Not.
1 out
of 812 applicants tested positive for drugs in Tennessee.
One.
After
instituting dehumanizing drug-testing requirements to welfare recipients on
July 1, just one person tested positive. That means that just 0.12% of all
people applying for cash assistance in Tennessee have tested positive for
drugs, compared to the 8% who have reported using drugs in the past month among
the state's general population.
Now,
Tennessee, go test your state legislators and mayors and city councilmen and
judges and see how those numbers stack up.
In
Tennessee and other states, suspicions that welfare recipients are a bunch of
drug-addicted slackers were proven dead wrong.
(a nice graphic to put things in perspective)

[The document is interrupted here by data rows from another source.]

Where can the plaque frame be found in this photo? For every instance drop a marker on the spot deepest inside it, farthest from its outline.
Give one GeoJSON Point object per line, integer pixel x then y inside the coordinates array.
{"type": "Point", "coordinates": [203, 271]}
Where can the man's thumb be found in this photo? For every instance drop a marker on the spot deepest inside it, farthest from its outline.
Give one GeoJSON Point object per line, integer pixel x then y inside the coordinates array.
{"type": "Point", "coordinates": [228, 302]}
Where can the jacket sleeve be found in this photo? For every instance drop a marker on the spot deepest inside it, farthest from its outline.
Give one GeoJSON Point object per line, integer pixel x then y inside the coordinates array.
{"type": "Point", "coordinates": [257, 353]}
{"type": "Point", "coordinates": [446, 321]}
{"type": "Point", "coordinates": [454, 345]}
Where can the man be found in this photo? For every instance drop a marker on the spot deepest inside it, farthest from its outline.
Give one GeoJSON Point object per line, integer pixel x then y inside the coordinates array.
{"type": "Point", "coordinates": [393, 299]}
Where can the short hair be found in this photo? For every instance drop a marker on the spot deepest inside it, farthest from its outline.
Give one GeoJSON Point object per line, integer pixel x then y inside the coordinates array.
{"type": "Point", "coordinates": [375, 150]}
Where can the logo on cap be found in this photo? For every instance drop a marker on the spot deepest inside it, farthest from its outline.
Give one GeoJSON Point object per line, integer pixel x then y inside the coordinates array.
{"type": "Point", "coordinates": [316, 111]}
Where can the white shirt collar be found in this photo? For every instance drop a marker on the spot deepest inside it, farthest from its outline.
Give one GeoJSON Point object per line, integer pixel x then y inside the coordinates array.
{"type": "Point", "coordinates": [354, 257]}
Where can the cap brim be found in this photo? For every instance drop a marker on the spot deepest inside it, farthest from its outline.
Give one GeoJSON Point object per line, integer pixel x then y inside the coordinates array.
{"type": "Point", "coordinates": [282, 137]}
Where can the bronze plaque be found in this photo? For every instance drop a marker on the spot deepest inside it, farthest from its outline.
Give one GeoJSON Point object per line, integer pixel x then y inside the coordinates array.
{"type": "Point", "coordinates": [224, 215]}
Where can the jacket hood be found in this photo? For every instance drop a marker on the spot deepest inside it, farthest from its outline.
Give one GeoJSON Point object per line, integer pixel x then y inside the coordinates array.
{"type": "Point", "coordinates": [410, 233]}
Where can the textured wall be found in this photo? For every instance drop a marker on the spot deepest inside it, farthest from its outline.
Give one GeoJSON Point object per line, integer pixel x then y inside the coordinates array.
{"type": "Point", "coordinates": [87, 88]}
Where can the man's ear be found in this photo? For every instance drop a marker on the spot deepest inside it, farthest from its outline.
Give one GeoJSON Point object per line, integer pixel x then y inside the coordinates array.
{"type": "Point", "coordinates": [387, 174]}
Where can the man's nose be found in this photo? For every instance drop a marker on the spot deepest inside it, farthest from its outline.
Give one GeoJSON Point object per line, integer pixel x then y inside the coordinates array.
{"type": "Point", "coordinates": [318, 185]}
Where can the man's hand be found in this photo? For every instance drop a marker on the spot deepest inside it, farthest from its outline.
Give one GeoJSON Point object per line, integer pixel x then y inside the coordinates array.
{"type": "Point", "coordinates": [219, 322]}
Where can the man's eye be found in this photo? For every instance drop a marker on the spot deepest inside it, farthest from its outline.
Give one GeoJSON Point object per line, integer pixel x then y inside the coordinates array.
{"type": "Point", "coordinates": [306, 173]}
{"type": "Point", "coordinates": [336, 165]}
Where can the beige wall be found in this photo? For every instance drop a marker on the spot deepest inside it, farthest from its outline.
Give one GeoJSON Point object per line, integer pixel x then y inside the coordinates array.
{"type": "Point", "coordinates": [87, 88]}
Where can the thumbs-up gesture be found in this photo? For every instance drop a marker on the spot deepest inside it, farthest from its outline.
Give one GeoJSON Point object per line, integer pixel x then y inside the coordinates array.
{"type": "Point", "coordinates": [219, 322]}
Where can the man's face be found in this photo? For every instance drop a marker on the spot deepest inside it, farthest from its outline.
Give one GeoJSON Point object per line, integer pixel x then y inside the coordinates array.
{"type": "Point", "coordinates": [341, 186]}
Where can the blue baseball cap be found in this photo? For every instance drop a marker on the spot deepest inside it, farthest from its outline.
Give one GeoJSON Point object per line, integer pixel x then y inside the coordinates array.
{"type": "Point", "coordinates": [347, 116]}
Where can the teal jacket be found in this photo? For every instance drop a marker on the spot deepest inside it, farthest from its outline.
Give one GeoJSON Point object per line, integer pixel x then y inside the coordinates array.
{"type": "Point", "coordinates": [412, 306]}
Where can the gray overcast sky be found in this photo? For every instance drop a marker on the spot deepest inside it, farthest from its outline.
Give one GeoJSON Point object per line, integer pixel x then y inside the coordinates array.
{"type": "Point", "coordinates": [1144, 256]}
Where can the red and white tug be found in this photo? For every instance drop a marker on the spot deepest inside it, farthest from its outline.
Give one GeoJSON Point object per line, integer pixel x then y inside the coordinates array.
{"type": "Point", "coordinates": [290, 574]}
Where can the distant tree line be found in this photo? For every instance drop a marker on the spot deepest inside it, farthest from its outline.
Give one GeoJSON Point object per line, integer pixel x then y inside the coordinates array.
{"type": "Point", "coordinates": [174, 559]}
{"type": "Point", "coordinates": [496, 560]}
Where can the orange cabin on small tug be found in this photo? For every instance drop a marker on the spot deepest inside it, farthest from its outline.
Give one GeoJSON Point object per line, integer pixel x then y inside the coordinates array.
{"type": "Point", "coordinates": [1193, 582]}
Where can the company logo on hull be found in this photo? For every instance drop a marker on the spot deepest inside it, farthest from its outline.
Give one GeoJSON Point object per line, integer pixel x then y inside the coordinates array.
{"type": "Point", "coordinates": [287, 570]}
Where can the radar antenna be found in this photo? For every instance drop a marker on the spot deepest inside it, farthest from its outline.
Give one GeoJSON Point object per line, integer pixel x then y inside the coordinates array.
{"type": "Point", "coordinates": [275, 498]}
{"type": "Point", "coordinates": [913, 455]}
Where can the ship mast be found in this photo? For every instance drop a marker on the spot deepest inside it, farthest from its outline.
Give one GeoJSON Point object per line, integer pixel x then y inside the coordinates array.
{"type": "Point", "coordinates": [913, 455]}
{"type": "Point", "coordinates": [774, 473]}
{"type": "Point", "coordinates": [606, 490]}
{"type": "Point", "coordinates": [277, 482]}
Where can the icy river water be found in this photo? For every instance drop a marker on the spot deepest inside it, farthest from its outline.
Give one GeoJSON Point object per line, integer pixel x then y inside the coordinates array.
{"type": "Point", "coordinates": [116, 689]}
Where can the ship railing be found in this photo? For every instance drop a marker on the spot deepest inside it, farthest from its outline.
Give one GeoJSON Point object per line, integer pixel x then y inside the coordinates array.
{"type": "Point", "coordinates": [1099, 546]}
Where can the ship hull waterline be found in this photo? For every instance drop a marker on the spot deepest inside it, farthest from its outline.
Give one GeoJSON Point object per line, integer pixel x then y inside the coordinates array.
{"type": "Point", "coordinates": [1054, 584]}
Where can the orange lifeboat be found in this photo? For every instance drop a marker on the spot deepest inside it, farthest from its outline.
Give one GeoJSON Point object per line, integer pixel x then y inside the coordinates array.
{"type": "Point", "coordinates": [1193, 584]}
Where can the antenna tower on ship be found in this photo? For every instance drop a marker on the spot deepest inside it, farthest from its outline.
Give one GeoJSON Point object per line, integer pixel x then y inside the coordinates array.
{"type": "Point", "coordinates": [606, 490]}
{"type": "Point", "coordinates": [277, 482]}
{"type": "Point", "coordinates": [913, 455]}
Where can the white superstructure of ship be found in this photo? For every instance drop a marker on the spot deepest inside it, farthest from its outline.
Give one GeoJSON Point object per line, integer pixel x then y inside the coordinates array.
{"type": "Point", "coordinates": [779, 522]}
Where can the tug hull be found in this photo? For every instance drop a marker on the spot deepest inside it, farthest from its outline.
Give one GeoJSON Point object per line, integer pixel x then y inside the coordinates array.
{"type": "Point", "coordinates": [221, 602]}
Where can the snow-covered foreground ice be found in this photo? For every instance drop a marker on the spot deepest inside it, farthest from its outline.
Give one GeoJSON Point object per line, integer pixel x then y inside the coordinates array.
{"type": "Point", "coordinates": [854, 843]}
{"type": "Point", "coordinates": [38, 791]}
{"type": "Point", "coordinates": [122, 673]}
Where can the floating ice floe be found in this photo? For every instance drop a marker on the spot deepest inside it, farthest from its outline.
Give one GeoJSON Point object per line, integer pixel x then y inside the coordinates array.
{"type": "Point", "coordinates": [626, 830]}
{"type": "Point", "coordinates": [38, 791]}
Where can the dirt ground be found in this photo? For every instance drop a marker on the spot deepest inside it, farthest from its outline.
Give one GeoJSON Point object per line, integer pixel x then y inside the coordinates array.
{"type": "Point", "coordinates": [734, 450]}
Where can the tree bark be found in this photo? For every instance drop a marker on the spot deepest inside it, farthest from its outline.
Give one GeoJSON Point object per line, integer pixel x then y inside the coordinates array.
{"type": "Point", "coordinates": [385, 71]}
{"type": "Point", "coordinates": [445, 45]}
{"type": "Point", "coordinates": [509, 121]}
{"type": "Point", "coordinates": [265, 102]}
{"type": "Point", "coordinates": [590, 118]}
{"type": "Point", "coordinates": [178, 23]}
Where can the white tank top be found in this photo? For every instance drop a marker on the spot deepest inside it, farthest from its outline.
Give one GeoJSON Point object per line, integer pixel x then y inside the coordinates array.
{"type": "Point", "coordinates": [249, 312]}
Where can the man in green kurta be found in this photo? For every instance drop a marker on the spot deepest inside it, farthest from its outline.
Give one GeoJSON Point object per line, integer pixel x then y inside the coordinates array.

In Utah, just 12 of 4,730 (0.25%) welfare applicants tested positive for drugs over the course of a year.
In
Florida, just 2.6% of applicants tested positive, costing the state much more
than it saved. The program was thrown out in court last December as a violation
of the Fourth Amendment.
In
Virginia, a similar drug testing program was scrapped after analysts found it
would cost $1.5 million to implement and save just $229,000 from un-disbursed benefits.
Maine’s
governor set out to prove welfare recipients in his state were using their
benefits to buy booze and cigarettes at bars and strip clubs, but turned up
nothing.
Requiring
people to pee in a cup for no reason other than being poor and in need of
assistance is demoralizing and won’t pass constitutional muster.
And
test results thus far only confirm what researchers already knew: Welfare
recipients are not rampant drug users, and most of those who do take drugs are
not addicts. Those who do have substance abuse problems mostly drink alcohol. It's a tired stereotype perpetuated by those who wish to further drive a wedge between the haves and the have-nots and is rooted in racism.
But
even if the tests were finding many more drug addicts, denying them benefits
would still be a cruel, stupid policy. It's the children of poor drug users who
stand to lose the most if the food stamps get cut.
Nevertheless,
last year, House Republicans voted to require states to drug test food stamp
applicants (in the same bill that also cut benefits by $40 billion, by the way).
I’ve
always thought it made a lot more sense to test members of Congress than
Welfare applicants. The taxpayer funded checks they cash are much bigger.